Proactive Agents for the Web with Devi Parikh artwork

Proactive Agents for the Web with Devi Parikh

The TWIML AI Podcast (formerly This Week in Machine Learning & Artificial Intelligence)

November 19, 2025

Today, we're joined by Devi Parikh, co-founder and co-CEO of Yutori, to discuss browser use models and a future where we interact with the web through proactive, autonomous agents.
Speakers: Sam Charrington, Devi Parikh
**Sam Charrington** (0:01)
Join developers from Cisco, Dell Technologies, Google Cloud, Oracle, Red Hat, and more than 75 other supporting companies to build the open tool stack for multi-agent software and trusted agent identity on Agency. Agency, which I recently discussed on the podcast in my interview with Vijoy Pandey, is now an open source Linux Foundation project where you can help create the protocol, specs, and tools that power next-gen AI infrastructure. Visit agency.org to learn more and join the build. That's agntcy.org.

**Devi Parikh** (0:43)
We will no longer be interacting with the Web in the same way that we do right now. We won't be clicking buttons, fiddling with forms on websites and browsers. We will be interacting with the Web one level higher in the abstraction, where we're describing what needs to be done, or maybe our assistant is proactively noticing what needs to be done, and sort of agents in the background are starting to execute these workflows on the Web on your behalf.

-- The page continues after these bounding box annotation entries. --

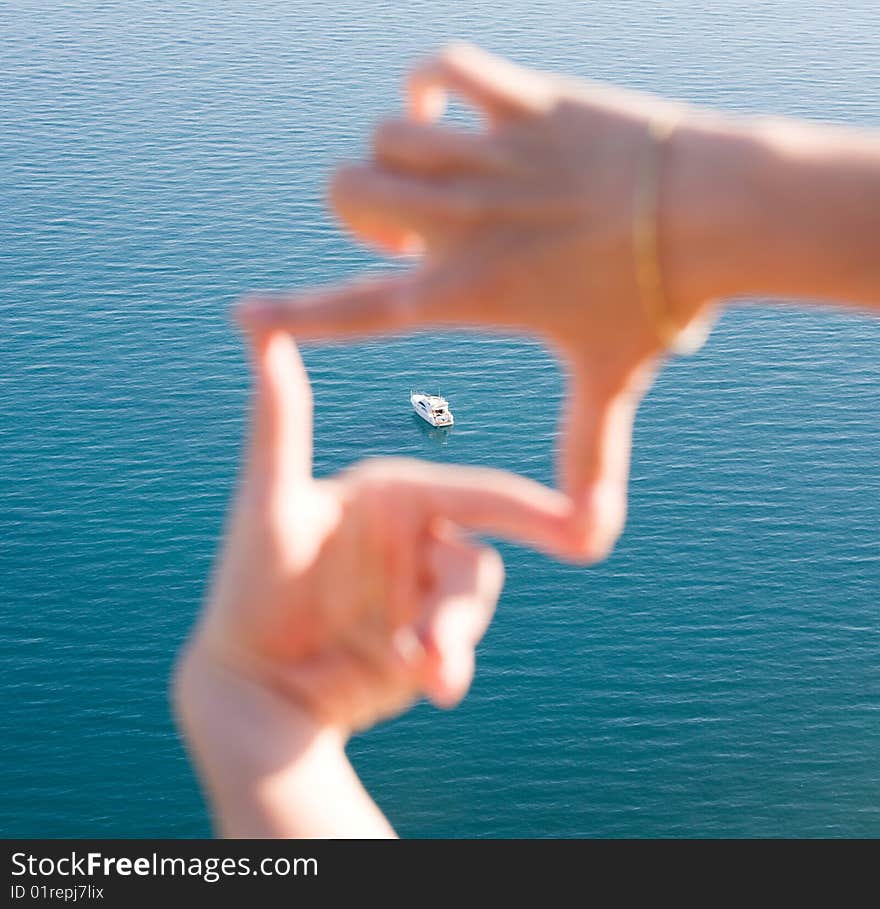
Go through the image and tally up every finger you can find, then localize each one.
[248,329,312,482]
[373,119,512,176]
[420,530,504,707]
[560,362,642,561]
[408,43,543,122]
[237,245,499,340]
[370,459,573,556]
[329,164,496,238]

**Sam Charrington** (1:24)
All right, everyone, welcome to another episode of the TWIML AI Podcast. I am your host, Sam Charrington. Today, I'm joined by Devi Parikh. Devi is co-founder and co-CEO of Yutori. Before we get going, be sure to take a moment to hit that subscribe button wherever you're listening to today's show. Devi, it has been a while since we caught up last. Welcome back to the podcast.

**Devi Parikh** (1:46)
Thank you. Thank you for having me again.

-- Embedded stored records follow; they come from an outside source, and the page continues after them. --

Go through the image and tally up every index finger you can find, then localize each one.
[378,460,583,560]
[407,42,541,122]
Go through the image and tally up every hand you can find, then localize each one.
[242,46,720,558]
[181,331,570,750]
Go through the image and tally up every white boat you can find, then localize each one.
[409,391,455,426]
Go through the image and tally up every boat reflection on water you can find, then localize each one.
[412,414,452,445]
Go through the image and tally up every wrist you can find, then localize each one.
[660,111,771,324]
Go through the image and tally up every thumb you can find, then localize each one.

**Sam Charrington** (1:49)
Yeah, five years later, not much has happened at all, right?

**Devi Parikh** (1:55)
In some ways, a lot has happened, but in some ways, I'm like, wow, it's been five years. So yeah.

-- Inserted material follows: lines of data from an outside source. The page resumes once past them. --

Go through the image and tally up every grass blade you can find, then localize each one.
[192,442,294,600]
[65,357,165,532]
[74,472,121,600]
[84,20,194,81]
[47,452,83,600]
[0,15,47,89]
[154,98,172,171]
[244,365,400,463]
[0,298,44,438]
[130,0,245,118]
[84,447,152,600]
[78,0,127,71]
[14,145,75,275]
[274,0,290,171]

**Sam Charrington** (1:59)
I know. I know. I know. So we're going to be talking a bit about AI browsers and browser use agents and what you're building at Yutori. But I'd love to have you take a few minutes and catch us all up on what you've been up to recently.

**Devi Parikh** (2:16)
Yeah. Yeah. And I can go a little bit further back than five years. Just to talk about my background a little bit. So I've been working in AI for about 20 years now. Originally, my PhD thesis was in computer vision. And then over time, I got interested in seeing if we can find ways in which people can interact with these systems more naturally. And that's how I moved towards multimodal problems at the intersection of vision and language. So things like given an image, can you describe it in a sentence? Can you answer questions about it? Can you have a conversation going back and forth about the content of an image? And this was back in 2014 or so. So it was after that initial excitement of deep learning models, but it was starting to feel like, wait, these models are doing some things, stuff is actually starting to work. But it was well before all of the current excitement around GenAI and LLMs and so on. So these models weren't really as good as they are today. And yes, it was kind of fun to tinker on the boundaries of what's possible.
And then I started getting interested in seeing if we could find ways in which we could use AI as a tool for creative expression. And that's how I got involved with generative models for images and videos and music and other modalities like that. I was in academia for a while, faculty at Virginia Tech and then Georgia Tech. And then I was at Meta for about eight years, forced in FAIR, then in GenAI, where I was a senior director leading a lot of the multimodal research efforts there. So models like EMU, EMU Video, EMU Edit for Image and Video Generation and Editing, they were shipped across Meta surfaces. My teams were involved in that, and the multimodal capabilities in LAMA 3 were coming from my teams as well. And this was up until early last year, where my co-founders and I, we left Meta to start Yutori.

**Sam Charrington** (4:08)
Correct me if I'm misremembering this, but at some point you were interested in fashion. Am I remembering that correctly? Did you do some papers on fashion data sets or something?

**Devi Parikh** (4:20)
I did.
I had done a couple of projects in that space with other collaborators. I think the last time we talked, I was right at that edge of looking for the next thing, and I was starting to tinker in the space of like, and we use AI as a tool for creative expression. So there were a whole bunch of weird little projects that I had done at the time. Some of the fashion ones were more legit. I won't say those were weird, like I was doing them with other philabritters, but yeah.